A Tribute to LINDSAY WAGNER
1987 Archive>
THE VIDEO GAME

March 23, 1987

Keeping up with Jane How-to tapes buck up sales

Monday, March 23, 1987

RICK GROEN

BY RICK GROEN The Globe and Mail They call it the "sell through market" - videos designed for purchase, not rental - and the cutting edge of this growing sector is the instructional tape: how-to everything from building bathrooms to confidence, raising children to dahlias. Of course, the evergreen Jane Fonda, whose fitness sessions consistently lead the best-seller charts, is the reigning queen of how-to land. Now, she's back with her sixth cassette, the newly-released Low Impact Aerobic Workout.

Loosely translated, low impact means no jumping around, just lots of repeated stretches and brisk movement. Seems this one is designed for the relative beginner, for folks with stress injuries, or - in the kindly euphemism of the tape's dust jacket - "for people who have been sedentary." Naturally, the exercises bear the imprimatur of some medical type, in this case, a certain Doc Garrick of a west coast sports clinic.

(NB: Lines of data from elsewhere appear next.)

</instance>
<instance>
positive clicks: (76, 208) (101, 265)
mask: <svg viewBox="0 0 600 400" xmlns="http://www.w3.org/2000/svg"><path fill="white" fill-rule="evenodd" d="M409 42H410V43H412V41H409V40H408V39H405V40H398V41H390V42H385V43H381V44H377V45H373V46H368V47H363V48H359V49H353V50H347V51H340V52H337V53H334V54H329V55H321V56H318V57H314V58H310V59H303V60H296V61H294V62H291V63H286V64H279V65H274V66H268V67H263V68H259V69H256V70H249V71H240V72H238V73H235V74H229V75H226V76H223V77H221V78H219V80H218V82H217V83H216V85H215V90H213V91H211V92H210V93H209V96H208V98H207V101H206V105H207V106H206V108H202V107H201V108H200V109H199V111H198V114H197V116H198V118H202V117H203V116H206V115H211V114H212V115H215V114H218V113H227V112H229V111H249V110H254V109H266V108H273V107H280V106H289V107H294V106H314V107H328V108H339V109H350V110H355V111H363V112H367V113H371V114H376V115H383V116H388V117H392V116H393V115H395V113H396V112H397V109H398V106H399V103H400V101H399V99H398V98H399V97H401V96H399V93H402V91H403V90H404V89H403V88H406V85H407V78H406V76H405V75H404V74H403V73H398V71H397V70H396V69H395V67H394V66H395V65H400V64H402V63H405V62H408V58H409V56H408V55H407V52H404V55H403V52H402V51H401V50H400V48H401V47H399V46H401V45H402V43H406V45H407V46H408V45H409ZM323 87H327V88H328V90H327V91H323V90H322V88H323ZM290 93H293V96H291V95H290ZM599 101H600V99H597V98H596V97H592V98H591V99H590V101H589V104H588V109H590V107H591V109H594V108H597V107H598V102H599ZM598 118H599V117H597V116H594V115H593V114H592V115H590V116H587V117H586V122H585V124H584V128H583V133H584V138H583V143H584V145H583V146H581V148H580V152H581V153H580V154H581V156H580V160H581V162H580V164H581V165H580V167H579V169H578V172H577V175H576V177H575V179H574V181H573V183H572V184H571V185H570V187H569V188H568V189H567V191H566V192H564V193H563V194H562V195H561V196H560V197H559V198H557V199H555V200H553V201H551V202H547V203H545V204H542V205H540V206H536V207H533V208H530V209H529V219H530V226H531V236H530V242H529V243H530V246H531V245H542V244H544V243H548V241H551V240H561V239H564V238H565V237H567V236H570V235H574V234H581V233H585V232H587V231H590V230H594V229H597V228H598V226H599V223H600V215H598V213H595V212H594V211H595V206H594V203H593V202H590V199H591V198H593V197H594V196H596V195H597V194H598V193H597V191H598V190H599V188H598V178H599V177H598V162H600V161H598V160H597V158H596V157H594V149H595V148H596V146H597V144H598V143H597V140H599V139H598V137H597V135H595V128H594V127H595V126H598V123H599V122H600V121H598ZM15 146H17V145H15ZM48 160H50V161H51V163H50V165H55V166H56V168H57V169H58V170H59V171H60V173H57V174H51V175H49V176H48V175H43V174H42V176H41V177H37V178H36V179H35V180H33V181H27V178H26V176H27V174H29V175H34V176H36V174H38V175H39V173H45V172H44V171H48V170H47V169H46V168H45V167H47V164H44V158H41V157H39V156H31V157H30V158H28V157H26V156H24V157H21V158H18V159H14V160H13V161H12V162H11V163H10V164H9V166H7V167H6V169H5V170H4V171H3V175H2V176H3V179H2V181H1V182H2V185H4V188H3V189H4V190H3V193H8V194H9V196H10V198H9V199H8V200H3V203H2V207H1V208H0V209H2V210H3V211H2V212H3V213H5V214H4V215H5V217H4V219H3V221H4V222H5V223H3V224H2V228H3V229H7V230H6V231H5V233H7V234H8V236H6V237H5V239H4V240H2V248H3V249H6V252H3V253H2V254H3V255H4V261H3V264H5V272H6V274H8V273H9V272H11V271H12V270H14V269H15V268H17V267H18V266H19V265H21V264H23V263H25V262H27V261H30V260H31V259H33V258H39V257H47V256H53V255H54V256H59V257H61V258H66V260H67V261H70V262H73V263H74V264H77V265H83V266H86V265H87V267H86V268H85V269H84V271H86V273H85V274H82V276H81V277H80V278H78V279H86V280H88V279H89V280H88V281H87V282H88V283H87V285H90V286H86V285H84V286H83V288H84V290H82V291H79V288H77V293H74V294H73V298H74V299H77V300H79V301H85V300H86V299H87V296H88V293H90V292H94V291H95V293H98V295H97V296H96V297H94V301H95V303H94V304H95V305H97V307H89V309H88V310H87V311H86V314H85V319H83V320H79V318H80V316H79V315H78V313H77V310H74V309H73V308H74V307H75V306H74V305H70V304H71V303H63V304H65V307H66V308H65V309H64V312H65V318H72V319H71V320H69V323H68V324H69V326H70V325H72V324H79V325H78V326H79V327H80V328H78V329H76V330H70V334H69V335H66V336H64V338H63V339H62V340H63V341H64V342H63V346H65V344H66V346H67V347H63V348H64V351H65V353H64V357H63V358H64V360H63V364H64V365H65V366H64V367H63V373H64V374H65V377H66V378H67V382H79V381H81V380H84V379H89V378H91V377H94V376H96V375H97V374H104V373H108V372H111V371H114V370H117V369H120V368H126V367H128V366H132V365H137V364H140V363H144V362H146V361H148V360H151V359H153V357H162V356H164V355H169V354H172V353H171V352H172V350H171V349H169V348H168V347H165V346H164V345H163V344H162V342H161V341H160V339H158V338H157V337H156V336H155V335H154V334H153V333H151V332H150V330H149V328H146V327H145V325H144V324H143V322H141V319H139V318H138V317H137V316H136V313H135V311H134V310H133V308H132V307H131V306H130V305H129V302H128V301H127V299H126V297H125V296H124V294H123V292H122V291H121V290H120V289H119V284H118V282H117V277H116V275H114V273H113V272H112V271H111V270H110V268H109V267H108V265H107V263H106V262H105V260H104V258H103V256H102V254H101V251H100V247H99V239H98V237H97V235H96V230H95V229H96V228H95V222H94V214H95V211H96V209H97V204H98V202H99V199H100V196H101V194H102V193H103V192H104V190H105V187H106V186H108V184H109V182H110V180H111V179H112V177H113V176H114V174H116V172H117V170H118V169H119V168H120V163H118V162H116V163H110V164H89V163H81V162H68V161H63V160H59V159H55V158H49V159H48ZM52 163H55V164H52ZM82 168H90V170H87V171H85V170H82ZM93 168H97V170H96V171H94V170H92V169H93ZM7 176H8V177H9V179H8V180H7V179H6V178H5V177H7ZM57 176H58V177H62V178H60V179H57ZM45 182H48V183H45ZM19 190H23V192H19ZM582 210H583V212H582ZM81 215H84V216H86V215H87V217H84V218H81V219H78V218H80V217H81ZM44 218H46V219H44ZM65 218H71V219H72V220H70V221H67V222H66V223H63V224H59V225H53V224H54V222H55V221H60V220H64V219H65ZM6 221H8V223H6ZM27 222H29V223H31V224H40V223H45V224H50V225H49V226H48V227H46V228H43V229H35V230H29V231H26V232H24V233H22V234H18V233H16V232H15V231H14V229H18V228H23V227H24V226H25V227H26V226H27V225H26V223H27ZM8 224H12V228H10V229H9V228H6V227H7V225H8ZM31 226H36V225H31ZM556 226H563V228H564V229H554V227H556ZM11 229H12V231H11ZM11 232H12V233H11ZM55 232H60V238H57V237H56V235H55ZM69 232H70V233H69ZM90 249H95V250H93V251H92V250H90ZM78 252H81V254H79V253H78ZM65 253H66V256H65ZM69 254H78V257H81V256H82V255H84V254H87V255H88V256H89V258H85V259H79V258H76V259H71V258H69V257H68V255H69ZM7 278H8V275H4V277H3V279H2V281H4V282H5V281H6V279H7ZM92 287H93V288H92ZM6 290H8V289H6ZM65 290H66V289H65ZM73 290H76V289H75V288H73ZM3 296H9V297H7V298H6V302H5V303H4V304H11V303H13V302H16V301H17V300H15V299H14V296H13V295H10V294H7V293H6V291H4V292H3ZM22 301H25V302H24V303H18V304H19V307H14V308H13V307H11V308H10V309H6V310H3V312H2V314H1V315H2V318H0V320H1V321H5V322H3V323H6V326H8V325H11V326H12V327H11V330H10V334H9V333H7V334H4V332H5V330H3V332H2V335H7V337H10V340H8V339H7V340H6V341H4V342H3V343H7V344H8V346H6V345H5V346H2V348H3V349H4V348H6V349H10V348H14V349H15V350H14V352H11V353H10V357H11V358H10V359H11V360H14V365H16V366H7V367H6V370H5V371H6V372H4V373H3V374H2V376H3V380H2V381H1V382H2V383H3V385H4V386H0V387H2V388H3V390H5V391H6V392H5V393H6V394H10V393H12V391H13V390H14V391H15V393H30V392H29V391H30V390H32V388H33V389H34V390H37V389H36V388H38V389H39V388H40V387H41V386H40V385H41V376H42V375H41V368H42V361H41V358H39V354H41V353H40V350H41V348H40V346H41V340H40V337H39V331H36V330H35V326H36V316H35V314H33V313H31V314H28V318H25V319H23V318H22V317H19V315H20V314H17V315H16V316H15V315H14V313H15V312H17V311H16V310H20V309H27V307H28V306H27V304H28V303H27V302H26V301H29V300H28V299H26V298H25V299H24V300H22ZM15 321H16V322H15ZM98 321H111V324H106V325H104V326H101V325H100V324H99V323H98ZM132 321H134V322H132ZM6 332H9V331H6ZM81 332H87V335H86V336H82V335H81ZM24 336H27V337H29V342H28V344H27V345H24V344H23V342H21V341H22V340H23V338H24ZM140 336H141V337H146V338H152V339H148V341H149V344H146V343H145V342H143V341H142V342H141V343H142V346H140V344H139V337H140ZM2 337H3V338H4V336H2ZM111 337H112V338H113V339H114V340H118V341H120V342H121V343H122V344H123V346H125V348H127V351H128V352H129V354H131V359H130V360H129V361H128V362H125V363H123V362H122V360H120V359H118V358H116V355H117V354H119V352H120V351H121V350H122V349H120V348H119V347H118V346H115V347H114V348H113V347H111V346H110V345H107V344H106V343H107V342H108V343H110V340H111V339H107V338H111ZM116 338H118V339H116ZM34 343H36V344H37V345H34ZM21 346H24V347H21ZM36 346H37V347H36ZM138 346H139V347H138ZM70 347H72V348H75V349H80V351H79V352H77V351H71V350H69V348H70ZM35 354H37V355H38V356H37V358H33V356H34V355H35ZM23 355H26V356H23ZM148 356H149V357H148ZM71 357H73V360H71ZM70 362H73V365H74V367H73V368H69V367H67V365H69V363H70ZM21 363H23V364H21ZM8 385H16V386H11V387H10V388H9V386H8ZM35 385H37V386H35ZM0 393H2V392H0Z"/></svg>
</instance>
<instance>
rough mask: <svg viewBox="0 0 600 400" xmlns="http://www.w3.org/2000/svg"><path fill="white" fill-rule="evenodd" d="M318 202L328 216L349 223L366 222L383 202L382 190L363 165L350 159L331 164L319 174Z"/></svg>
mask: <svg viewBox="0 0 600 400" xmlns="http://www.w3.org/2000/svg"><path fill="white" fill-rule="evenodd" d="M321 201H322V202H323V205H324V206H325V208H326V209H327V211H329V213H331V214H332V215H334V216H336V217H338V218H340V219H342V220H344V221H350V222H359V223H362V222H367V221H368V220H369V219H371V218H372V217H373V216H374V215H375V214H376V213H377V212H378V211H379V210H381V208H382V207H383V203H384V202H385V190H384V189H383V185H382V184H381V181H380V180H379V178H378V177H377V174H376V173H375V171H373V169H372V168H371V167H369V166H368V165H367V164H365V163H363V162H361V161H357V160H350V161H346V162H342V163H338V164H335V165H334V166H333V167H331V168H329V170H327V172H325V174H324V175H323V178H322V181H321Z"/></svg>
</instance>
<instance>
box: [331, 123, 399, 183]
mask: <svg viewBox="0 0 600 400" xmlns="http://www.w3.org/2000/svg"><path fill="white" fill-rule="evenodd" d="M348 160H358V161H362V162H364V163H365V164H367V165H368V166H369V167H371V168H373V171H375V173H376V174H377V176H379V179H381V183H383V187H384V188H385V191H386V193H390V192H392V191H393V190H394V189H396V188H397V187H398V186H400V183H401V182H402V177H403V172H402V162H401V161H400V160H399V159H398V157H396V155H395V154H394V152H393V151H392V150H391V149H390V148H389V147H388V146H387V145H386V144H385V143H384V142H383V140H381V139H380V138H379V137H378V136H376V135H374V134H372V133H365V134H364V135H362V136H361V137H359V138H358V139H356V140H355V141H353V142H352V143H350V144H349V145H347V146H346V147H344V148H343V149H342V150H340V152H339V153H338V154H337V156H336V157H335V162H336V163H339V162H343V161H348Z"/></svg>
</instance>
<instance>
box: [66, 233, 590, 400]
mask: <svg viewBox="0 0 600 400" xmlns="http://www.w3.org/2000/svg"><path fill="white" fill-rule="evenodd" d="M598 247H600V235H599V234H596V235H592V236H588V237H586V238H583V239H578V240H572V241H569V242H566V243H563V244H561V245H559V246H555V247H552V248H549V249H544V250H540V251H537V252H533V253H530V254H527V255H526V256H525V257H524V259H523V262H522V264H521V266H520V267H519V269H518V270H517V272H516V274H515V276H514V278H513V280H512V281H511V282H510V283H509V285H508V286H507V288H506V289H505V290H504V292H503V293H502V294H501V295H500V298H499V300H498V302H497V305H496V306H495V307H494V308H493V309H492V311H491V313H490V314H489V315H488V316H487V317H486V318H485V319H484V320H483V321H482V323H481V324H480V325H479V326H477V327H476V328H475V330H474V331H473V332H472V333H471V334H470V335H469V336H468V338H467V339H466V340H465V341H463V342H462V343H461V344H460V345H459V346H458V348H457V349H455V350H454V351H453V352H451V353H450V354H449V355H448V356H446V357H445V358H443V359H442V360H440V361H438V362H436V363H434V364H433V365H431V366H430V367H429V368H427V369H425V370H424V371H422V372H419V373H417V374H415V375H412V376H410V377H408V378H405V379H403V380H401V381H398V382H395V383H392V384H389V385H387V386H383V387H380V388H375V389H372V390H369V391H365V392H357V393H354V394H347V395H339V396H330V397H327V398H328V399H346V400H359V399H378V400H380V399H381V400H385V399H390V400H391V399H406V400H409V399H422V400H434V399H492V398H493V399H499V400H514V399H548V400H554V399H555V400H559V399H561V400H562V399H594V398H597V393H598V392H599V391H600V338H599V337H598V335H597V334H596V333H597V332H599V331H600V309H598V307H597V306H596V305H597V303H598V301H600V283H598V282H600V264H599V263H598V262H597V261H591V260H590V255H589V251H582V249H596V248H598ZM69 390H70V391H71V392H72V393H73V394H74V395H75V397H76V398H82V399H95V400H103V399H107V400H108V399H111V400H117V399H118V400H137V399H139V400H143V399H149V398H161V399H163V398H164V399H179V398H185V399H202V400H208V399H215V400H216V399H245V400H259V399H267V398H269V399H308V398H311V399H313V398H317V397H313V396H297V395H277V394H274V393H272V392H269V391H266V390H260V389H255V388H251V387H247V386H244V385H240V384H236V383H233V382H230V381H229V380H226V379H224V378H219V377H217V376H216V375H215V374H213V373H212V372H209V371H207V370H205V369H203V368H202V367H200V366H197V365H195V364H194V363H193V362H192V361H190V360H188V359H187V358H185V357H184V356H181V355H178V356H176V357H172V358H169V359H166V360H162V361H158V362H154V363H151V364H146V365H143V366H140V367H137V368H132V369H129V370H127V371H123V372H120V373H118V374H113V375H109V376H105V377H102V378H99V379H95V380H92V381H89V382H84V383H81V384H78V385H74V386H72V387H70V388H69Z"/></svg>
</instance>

Okay, just pop it in and on comes La Fonda, looking mighty healthy and backed up by a gaggle of energetic types decked out in mix-and-match leotards. Cue the music and we're off. Jane quickly builds up an impressive glow, all the while tossing out friendly encouragement ("Have a good time with it now"), specific guidance ("Chest lifted, shoulders back, tummy in"), or just general reminders to the apparently forgetful ("Keep breathing, breathing is very important").

Behind her, the class regularly chimes in with exhortatory hoots on the imaginative order of, "Oh, yeah." Before her, the camera remains static and serious, with none of the sexist angles that made the 20-Minute Workout such a voyeuristic hit on the commercial channels. Fifty minutes (and fifty bucks) later, it's all over. Worth every penny? Well, if the exercise program is half as well designed as the exercising professor . . . perhaps. Not so The Acupressure Facelift, the "first in a new beauty series" from that erstwhile bionic woman, Lindsay Wagner. As the title subtly hints, this how-to ignores the muscles and heads straight for the mug, opening with no-lines Lindsay posed by her goldfish pond and musing on the origins of this "ancient" massage: "The system is based on the Oriental technique known as acupuncture. The difference between acupuncture and acupressure is that we will be using our fingers." Now that's a happy relief.

From there, to the musical strains of some vaguely Eastern tinkling, Wagner sits in full close-up, guides us through a little mental warm-up ("In your mind's eye see a waterfall above your head"), then rotates a well-manicured digit on the pressure points of her well-scrubbed visage. And that's the entire tape: 16 points, 25 minutes, 30 bucks.

Now a jaded soul may argue that the price is a tad steep for the privilege of watching someone wriggling a finger all over her face. But this shortsighted view overlooks the sage counsel offered by our polished pro, essential wisdom that no mere rookie could do without. Like: "Remember not to push on the eyeball." Or, better still: "If you have a blemish, just avoid that point and return to it in future sessions when it has cleared." Thanks teach, and see you next term in Toothbrushing 101.